Silverman shared her ‘data–insight–action’ framework and that highlighted the fact that we can’t simply present data to executive stakeholders and expect them to know what to do with it. They are looking for the story, for the insight within the numbers that will help them understand the meaning.
Dow talked about dashboards and reporting, sharing several examples of what data could look like if it was intelligently put together in ways that were meaningful for the audience.

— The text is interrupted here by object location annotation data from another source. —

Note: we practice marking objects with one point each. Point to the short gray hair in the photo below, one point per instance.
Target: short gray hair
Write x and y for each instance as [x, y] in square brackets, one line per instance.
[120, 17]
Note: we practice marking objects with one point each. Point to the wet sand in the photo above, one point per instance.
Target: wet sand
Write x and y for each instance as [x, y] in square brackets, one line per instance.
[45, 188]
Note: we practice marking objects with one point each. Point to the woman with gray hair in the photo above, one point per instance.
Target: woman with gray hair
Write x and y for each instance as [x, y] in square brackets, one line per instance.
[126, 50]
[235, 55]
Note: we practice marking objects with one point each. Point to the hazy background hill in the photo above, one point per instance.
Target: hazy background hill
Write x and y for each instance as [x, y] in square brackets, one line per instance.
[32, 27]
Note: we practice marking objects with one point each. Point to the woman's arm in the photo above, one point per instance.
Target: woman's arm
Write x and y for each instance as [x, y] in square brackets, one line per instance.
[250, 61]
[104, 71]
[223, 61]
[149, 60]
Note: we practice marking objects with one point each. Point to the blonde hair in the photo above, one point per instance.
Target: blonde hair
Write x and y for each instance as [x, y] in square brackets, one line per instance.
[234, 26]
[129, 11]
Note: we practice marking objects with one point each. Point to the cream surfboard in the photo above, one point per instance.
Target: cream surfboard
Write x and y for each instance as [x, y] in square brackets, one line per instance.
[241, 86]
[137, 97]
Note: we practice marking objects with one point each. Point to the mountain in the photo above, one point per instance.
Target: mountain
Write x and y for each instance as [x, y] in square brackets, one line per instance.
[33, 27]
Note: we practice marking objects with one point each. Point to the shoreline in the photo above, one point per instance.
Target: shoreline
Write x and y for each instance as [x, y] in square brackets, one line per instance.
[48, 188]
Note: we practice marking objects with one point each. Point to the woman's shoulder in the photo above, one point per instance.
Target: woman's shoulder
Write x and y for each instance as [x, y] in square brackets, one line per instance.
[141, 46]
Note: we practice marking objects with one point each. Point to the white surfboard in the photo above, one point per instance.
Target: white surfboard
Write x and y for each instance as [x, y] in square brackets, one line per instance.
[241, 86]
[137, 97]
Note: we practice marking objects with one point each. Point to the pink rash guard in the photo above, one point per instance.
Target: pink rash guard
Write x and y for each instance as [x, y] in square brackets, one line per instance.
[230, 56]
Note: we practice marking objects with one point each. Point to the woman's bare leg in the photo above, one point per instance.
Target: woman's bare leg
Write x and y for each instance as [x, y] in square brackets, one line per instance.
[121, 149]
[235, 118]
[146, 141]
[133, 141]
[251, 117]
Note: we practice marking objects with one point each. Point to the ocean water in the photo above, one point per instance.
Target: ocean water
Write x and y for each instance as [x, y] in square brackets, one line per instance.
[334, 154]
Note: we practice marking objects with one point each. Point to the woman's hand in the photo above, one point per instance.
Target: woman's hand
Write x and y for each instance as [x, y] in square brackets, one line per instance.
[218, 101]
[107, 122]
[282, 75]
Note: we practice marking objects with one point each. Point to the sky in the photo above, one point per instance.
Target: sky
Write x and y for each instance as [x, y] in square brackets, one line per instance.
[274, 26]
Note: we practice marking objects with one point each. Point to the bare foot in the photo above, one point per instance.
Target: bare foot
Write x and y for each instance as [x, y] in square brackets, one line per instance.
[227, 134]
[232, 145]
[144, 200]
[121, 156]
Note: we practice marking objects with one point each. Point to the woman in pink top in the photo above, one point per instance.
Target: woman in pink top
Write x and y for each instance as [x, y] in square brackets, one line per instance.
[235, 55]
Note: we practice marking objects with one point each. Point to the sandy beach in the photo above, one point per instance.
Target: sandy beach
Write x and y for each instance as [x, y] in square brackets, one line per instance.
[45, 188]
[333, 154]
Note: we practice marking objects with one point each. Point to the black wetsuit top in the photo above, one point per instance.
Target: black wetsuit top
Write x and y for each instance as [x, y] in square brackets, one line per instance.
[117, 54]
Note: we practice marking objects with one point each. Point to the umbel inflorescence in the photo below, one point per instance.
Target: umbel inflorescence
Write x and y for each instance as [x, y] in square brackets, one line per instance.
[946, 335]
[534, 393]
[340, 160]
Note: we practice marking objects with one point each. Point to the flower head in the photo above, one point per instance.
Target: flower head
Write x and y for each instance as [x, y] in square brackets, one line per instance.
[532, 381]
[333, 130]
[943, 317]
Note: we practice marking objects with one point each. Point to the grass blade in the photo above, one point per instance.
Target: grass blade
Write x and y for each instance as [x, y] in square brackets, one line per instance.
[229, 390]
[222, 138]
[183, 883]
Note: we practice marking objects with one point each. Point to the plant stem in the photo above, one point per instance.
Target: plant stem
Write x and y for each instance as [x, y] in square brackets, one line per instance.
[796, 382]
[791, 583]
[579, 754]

The power of data to create information and then insight was another trend that ran throughout the day. If you can harness that, and use it in your own organization, you can get your messages across more easily, be more influential and shape both your own career and the direction of your PMO.
Change Management and the PMO
Finally, there was a lot of talk between delegates and speakers about change management and the role that the PMO can play in supporting change activities in the business.
Deanne Earle, in her presentation with Francesca Valli, talked about the growing overlap between change and the PMO. The PMO, she said, has a significant role to play in supporting the tools, practices and plans for change management within a business.
The PMO team is perfectly placed to ensure change is part of the project organization. They can plug into the delivery teams to help support strategic change. This is one of the ways that the PMO can move from being a more administrative and governance function to leading on change management activities that drive the adoption of project outcomes and support benefits realization.
The PMO Conference was attended by around 600 project office professionals of all levels, and from all kinds of industries. The main takeaway for me is that we are all struggling with similar challenges: resourcing, capacity planning, managing the pipeline of work, consolidated reporting, and exploring what value means to the organization and how we deliver it.
Despite the challenge, we are all part of the same community of professionals and there are solutions out there. By drawing on the knowledge of others and sharing what we know ourselves, we can build maturity and develop PMOs that support our businesses for the challenges they face today.